Too strong and terrible for Thackeray and Macaulay, Swift is much more so for the average middle-class John Bull, who, while among the bravest of the brave in many respects, is one of the most timorous of mortals face to face with disagreeable truths, truths that perturb his eupeptic comfort, truths hostile to his easy old-fashioned way of thinking without thought, especially if these truths affront his fat inertia in religious, moral, or social questions.[1] This middle-class John Bull, well-fed, well-clothed, well-housed, with a snug balance at his banker's, is the most self-satisfied of optimists, and is simply disgusted and alarmed by a fellow, who as a Dean ought surely to have been contented and sleekly jolly, who never omitted when his birthday came round to read the words of Job: "Let the day perish wherein I was born, and the night in which it was said, There is a man child conceived;" who asked a friend, "Do not the corruptions and villanies of men eat your flesh and exhaust your spirits?" and who wrote of himself in his epitaph: "Ubi sæva indignatio ulterius cor lacerare nequit."

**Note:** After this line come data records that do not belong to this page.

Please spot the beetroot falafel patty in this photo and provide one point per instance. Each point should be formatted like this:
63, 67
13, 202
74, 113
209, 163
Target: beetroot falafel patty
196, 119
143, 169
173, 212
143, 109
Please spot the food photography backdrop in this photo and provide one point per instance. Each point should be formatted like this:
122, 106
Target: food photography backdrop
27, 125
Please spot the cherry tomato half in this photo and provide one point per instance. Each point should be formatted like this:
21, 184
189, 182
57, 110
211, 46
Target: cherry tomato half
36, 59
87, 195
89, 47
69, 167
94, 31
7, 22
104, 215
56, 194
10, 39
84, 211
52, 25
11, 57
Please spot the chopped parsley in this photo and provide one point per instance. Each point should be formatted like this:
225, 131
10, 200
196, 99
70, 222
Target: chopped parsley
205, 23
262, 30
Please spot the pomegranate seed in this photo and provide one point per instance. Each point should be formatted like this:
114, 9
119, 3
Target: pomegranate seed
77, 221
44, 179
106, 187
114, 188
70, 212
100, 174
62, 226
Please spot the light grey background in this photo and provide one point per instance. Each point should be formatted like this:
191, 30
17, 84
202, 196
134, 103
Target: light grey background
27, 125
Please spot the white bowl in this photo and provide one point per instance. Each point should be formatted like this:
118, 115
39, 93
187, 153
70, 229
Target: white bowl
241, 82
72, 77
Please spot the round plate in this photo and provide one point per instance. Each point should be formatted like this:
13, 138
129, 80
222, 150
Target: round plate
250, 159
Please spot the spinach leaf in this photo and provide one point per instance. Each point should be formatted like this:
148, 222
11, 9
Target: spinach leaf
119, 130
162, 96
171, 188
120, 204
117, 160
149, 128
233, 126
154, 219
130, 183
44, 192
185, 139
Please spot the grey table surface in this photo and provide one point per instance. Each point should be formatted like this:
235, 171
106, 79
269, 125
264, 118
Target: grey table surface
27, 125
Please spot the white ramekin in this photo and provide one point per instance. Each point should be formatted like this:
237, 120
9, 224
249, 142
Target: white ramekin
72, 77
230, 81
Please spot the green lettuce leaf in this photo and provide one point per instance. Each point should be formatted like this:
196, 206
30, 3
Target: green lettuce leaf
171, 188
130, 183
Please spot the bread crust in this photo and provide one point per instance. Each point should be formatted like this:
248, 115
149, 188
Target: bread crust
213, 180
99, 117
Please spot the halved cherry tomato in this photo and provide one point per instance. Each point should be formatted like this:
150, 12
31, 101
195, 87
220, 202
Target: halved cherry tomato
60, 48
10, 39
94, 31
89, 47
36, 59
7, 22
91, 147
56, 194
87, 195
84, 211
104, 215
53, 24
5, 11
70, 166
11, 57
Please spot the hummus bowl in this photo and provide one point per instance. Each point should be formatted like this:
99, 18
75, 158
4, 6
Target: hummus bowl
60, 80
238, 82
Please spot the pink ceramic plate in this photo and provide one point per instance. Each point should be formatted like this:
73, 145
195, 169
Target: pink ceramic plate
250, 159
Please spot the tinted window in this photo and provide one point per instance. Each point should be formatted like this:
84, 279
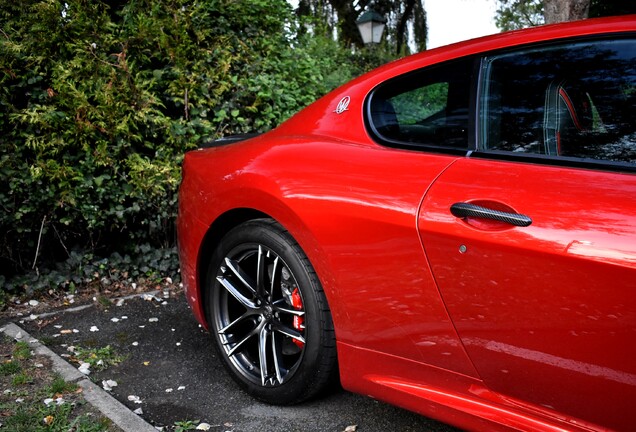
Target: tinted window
425, 108
574, 100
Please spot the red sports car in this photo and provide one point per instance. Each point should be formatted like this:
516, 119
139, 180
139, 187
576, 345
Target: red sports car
454, 233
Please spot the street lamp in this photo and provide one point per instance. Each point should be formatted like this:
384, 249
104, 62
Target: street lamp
371, 25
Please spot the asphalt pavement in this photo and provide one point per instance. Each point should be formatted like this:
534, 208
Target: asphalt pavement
171, 372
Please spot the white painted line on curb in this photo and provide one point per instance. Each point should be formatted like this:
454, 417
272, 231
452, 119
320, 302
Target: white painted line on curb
117, 412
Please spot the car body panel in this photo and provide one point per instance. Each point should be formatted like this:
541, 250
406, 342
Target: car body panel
529, 302
463, 345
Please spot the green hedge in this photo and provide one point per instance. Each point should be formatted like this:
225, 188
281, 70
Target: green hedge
99, 100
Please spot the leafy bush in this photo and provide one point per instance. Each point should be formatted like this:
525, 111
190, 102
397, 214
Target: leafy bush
100, 100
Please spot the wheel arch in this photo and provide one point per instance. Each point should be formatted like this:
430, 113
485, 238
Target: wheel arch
219, 228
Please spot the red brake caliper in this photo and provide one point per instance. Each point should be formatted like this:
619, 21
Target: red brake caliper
297, 303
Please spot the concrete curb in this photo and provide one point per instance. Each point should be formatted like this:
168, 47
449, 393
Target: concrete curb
117, 412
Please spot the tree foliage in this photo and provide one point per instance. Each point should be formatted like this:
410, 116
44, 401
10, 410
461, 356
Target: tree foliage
100, 100
517, 14
406, 20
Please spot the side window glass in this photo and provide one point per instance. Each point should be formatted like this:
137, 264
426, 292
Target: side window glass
575, 100
427, 108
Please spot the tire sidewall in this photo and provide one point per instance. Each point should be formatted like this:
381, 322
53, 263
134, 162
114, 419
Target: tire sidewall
299, 386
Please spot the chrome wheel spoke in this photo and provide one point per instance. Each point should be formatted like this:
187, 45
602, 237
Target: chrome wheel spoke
237, 346
260, 316
239, 320
278, 364
227, 284
262, 353
237, 271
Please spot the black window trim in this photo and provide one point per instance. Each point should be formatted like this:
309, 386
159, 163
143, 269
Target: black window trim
534, 158
472, 107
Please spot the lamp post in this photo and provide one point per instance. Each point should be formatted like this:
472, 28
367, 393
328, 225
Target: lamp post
371, 26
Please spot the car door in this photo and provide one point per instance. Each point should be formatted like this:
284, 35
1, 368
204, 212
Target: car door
532, 239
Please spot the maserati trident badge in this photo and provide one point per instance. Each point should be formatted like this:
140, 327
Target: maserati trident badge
343, 105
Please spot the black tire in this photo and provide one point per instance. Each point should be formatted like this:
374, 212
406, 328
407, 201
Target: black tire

- ↑ Elsewhere I had written on the same occasion: "To our mind, for sheer strength and veracity of intellect, Swift is unsurpassed, and scarcely- equalled, in the whole range of English writers, rich as the greatest of these are in energy and sincerity. He was much too strong and veracious even for such men as Johnson, Macaulay, and Thackeray; Scott alone of his biographers was genial and large-minded enough to appreciate him, and Scott had not the time to hunt out and sift the necessary documents. As for the general English public, with its soft-hearted and soft-headed sentimental optimism, a genius of such stern and unblenching insight is damned at once and for ever by being denounced as a cynic. It loves to blubber till tear-dry over its Dickens and Farjeon."—Copes Tobacco Plant, April 1876.